I have some docx documents but the documents might be malicious so I not going to attach it here. When I unzip the docx and I open up the core.xml, it contain powershell command like so:
How can I check whether such a thing exists in my document, Does Aspose have any function call to access to it ? If there’s a function call to it, how can I use it to remove it?
It may be possible to control ‘target’ by using IResourceLoadingCallback Interface. Can you please ZIP and upload a simplified such Word document here for our reference. We will then investigate/analyze this particular document/scenario on our end and provide you more information.
We have logged your requirement in our issue tracking system. Your ticket number is WORDSNET-21143. We will further look into the details of this requirement as to how we can filter such malicious content inside Word documents. We will keep you updated here on the status of the linked issue.
Regarding WORDSNET-21143, unfortunately, there is not a generic/common way to check and filter malicious content in Word documents using Aspose.Words.

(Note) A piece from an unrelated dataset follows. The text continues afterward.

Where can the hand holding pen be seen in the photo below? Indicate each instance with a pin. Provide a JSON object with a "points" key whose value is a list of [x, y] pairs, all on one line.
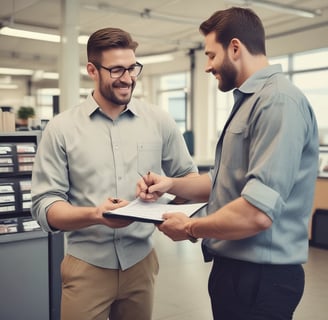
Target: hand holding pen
{"points": [[152, 186]]}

In this case, the first issue (Normal.dotm target from 7234800d9fe43ba9edea1d7435a1b030712e7bce035334c4a8ed76ed573dbfa1 sample) can be fixed by using the following code:
var doc = new Document(@"723...docx");
doc.AttachedTemplate = string.Empty;
doc.Save(@"723...-out.docx");
And the second issue (image.html target from 5074bb1fafbfc3863b0c43c8ad9d2cdf95ea56e91b06c0853ce5aa9e28fa594c sample) can be fixed by using the following code:
var doc = new Document(@"507...docx");
const int ImageSourceFullName = 4104;
foreach (ShapeBase shape in doc.GetChildNodes(NodeType.Shape, true))
{
var imageSource = shape.FetchShapeAttr(ImageSourceFullName) as string;
if ((imageSource != null) && imageSource.Contains("canarytokens"))
{
Console.WriteLine(imageSource);
shape.SetShapeAttr(ImageSourceFullName, string.Empty);
}
}
doc.Save(@"507...-out.docx");
Thanks for the solution, I’m able to remove these values. Can I check for this code shape.SetShapeAttr(ImageSourceFullName, string.Empty); if I just set as empty for every shape attr will it affect those normal image/picture in the document ? meaning I don’t check for this imageSource.Contains(“canarytokens”)
ImageSourceFullName presents external image link and used to load an external image data to Aspose.Words. We do not recommend to remove all these attributes because in this case the links will be lost after saving the document. Moreover after saving to some formats the image may be unavailable.